According to Felicia Mallet, physical security specialist with DES, the idea for the 5-day Fast Pass came about because of the variety of individuals who visit Fort Knox as well as the desire to improve efficiency.


"Fort Knox receives a lot of visitors throughout the year who are only here for a few days a year for events like Cadet Summer Training family days and graduations as well as those who attend large events like the Fourth of July," said Mallet. "This creates a bottleneck at the Visitor Center, creates longer wait times for customers. The new system allows out-of-state travelers and those needing access for a short period to proceed directly to a manned gate so the Visitor Center can concentrate on long-term patrons."


Mallet said the new pass will be a significant timesaver for many visitors.

"Vetting via the website allows the customer to apply for a pass on their own time and from their own computer or smartphone without physically having to come to the Visitor Center or stand in line," said Mallet.

Those authorized a 5-day Fast Pass should drive directly to any of Fort Knox's open gate lanes and present their driver's license/ID to a gate guard to gain installation entry.
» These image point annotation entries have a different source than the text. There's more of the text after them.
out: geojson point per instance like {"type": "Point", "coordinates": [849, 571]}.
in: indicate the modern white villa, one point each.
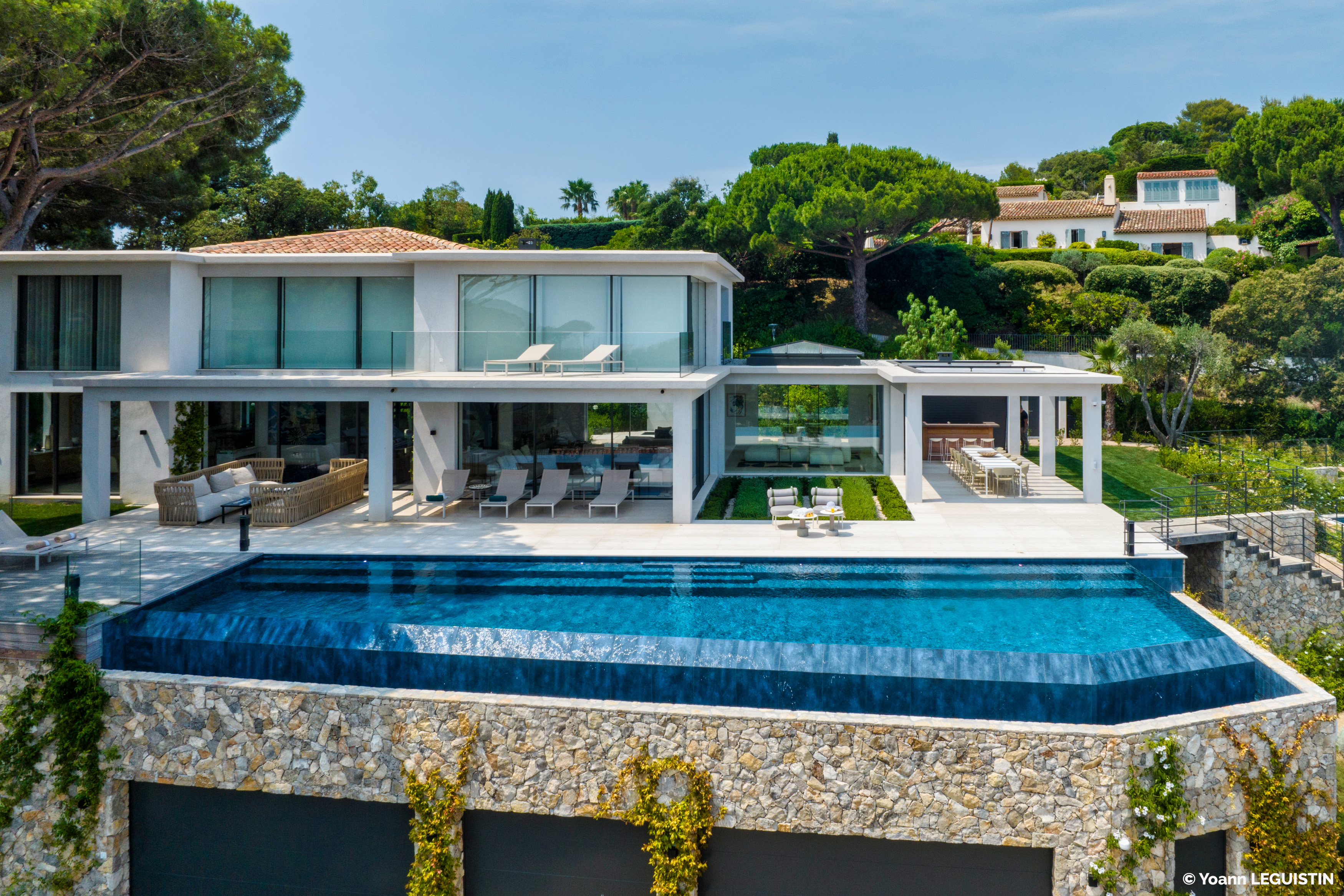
{"type": "Point", "coordinates": [381, 344]}
{"type": "Point", "coordinates": [1172, 215]}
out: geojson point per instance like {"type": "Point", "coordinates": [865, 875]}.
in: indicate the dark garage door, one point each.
{"type": "Point", "coordinates": [1206, 855]}
{"type": "Point", "coordinates": [522, 855]}
{"type": "Point", "coordinates": [193, 841]}
{"type": "Point", "coordinates": [749, 863]}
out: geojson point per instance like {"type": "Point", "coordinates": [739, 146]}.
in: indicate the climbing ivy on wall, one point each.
{"type": "Point", "coordinates": [1280, 833]}
{"type": "Point", "coordinates": [189, 439]}
{"type": "Point", "coordinates": [60, 709]}
{"type": "Point", "coordinates": [678, 829]}
{"type": "Point", "coordinates": [436, 831]}
{"type": "Point", "coordinates": [1160, 809]}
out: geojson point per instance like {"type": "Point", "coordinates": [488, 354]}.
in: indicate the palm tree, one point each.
{"type": "Point", "coordinates": [1107, 358]}
{"type": "Point", "coordinates": [580, 197]}
{"type": "Point", "coordinates": [626, 200]}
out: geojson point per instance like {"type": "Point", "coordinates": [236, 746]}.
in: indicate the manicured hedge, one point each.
{"type": "Point", "coordinates": [720, 496]}
{"type": "Point", "coordinates": [752, 504]}
{"type": "Point", "coordinates": [893, 505]}
{"type": "Point", "coordinates": [584, 235]}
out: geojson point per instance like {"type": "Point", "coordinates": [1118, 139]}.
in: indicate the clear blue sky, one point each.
{"type": "Point", "coordinates": [525, 96]}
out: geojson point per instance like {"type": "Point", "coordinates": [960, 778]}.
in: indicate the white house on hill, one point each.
{"type": "Point", "coordinates": [1172, 215]}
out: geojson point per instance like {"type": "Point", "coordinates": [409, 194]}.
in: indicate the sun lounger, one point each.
{"type": "Point", "coordinates": [531, 356]}
{"type": "Point", "coordinates": [451, 487]}
{"type": "Point", "coordinates": [15, 542]}
{"type": "Point", "coordinates": [510, 489]}
{"type": "Point", "coordinates": [616, 488]}
{"type": "Point", "coordinates": [556, 487]}
{"type": "Point", "coordinates": [601, 356]}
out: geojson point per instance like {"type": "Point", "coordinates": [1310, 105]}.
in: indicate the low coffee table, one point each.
{"type": "Point", "coordinates": [241, 504]}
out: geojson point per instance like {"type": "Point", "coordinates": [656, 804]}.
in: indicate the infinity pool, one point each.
{"type": "Point", "coordinates": [1048, 608]}
{"type": "Point", "coordinates": [1084, 641]}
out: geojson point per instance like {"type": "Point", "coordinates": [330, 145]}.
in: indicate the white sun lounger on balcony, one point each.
{"type": "Point", "coordinates": [556, 485]}
{"type": "Point", "coordinates": [451, 488]}
{"type": "Point", "coordinates": [601, 356]}
{"type": "Point", "coordinates": [533, 355]}
{"type": "Point", "coordinates": [616, 488]}
{"type": "Point", "coordinates": [513, 485]}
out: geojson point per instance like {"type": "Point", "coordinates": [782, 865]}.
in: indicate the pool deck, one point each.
{"type": "Point", "coordinates": [952, 522]}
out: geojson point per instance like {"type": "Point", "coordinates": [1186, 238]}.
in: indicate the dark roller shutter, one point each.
{"type": "Point", "coordinates": [195, 841]}
{"type": "Point", "coordinates": [523, 855]}
{"type": "Point", "coordinates": [753, 863]}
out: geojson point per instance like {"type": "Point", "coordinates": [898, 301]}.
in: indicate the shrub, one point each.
{"type": "Point", "coordinates": [718, 500]}
{"type": "Point", "coordinates": [1143, 257]}
{"type": "Point", "coordinates": [752, 504]}
{"type": "Point", "coordinates": [1185, 292]}
{"type": "Point", "coordinates": [893, 505]}
{"type": "Point", "coordinates": [1115, 278]}
{"type": "Point", "coordinates": [858, 499]}
{"type": "Point", "coordinates": [1080, 262]}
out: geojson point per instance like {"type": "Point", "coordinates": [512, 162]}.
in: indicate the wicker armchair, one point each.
{"type": "Point", "coordinates": [283, 505]}
{"type": "Point", "coordinates": [178, 502]}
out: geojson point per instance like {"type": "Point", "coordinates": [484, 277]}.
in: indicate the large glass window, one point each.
{"type": "Point", "coordinates": [328, 323]}
{"type": "Point", "coordinates": [1202, 191]}
{"type": "Point", "coordinates": [241, 323]}
{"type": "Point", "coordinates": [586, 440]}
{"type": "Point", "coordinates": [69, 324]}
{"type": "Point", "coordinates": [654, 319]}
{"type": "Point", "coordinates": [819, 429]}
{"type": "Point", "coordinates": [574, 313]}
{"type": "Point", "coordinates": [497, 319]}
{"type": "Point", "coordinates": [387, 313]}
{"type": "Point", "coordinates": [1162, 191]}
{"type": "Point", "coordinates": [320, 321]}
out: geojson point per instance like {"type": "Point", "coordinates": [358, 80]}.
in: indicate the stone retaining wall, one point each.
{"type": "Point", "coordinates": [1258, 596]}
{"type": "Point", "coordinates": [901, 778]}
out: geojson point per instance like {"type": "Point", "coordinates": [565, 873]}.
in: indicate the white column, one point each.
{"type": "Point", "coordinates": [894, 456]}
{"type": "Point", "coordinates": [379, 461]}
{"type": "Point", "coordinates": [1048, 434]}
{"type": "Point", "coordinates": [1092, 447]}
{"type": "Point", "coordinates": [914, 447]}
{"type": "Point", "coordinates": [97, 460]}
{"type": "Point", "coordinates": [683, 457]}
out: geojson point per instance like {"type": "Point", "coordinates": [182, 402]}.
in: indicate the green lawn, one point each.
{"type": "Point", "coordinates": [54, 516]}
{"type": "Point", "coordinates": [1127, 473]}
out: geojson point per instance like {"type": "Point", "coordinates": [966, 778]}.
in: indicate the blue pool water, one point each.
{"type": "Point", "coordinates": [1041, 608]}
{"type": "Point", "coordinates": [1082, 641]}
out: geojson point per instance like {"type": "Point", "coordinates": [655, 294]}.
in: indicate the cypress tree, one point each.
{"type": "Point", "coordinates": [488, 214]}
{"type": "Point", "coordinates": [502, 219]}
"The scanner [that the gate guard uses] will recognize whether you registered the driver's license/ID] with the system, and the guard will validate that it's your picture on the license," said Mallet.

Kusak said that merging technology with human oversight is much more efficient, but it also doesn't lower security standards or sacrifice quality.

"It's a requirement that everyone be vetted before gaining entrance to the post. This program doesn't skirt any of the current security measures," Kusak said. "A background check is still conducted and the patron is still being identified by the guard before coming onto post."

According to Kusak, the system will be especially helpful during largescale public and training events.

"This helps us significantly during the summer surge -- specifically during CST when we're accommodating thousands of cadets and processing their families as they come for family days and graduations," Kusak said. "Not only does the new process save time getting through the gate, but having advance approval could also save visitors from out of state the time, effort and resources of traveling to Fort Knox, only to be refused admittance."

Mallet said that the 5-day Fast Pass is intended for those who seldom visit the installation. Those who have forgotten their military IDs or long-term visitor passes should still go to the Visitor Center to obtain a 1-day pass from a kiosk. Additionally, those who visit Fort Knox on a regular basis would be better served by obtaining a 1-year pass -- also available at the kiosk or a manned window.